Baddest Witch: Who Won Last Night's American Horror Story?


Last night’s episode of American Horror Story: Coven was totally solid. I mean, it was fucked up and sad like always, but it was also cohesive, funny AND we finally saw the first of Patti Lupone as Miss Robichaux’s new, bible thumping next door neighbor. (Unfortunately, there were no songs to be had).

Now before we really get into it, let’s clarify something: there’s no way to write anything negative about any episode of television that begins with Christine Ebersole dressed like the boss lady of a fabulous 1970s brothel. Seeing her as the most powerful witch of the Nixon era is one of the best things to appear on the small screen in the past 10 years — maybe even ever. As long as we can agree on that, I think you and I will get along great.

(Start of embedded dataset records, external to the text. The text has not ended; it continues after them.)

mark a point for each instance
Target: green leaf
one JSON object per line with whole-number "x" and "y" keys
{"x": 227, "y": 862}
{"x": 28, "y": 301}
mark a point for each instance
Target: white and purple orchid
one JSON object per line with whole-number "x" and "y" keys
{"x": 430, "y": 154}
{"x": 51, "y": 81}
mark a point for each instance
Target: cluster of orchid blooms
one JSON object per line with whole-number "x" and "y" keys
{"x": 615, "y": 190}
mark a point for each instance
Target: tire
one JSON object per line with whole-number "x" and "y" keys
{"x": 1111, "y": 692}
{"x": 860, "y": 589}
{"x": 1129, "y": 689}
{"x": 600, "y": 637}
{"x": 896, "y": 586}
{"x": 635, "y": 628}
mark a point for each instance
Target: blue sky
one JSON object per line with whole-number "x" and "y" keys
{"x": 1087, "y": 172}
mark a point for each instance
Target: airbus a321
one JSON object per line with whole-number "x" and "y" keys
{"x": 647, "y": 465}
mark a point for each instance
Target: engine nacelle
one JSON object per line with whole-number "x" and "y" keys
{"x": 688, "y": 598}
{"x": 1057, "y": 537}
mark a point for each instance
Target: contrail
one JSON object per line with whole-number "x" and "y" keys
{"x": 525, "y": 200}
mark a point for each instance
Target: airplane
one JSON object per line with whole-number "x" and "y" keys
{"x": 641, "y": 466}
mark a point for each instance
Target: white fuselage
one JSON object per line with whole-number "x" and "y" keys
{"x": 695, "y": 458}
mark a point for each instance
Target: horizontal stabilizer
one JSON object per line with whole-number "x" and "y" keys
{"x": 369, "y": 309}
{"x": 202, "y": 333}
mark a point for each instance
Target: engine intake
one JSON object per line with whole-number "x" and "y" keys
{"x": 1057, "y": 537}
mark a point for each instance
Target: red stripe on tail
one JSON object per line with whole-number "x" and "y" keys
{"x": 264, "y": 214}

So let’s get witch ranking!


It says a lot for American Horror Story that they can take a historical figure with a brutal and disgusting reputation and play her for laughs, but somehow that’s exactly what they’ve accomplished with Madam LaLaurie (though much of the credit goes to Kathy Bates). As punishment for her sadistic history, LaLaurie has been sentenced to act as the personal maid of Queenie and Queenie, for her part, is taking full advantage of the situation.

While LaLaurie is quite vocal on the shame she feels serving a “negress,” she has no problem running to Queenie for help when Bastien, the slave she tortured by fusing him with a bull head back in the 1800s, finally comes looking for her.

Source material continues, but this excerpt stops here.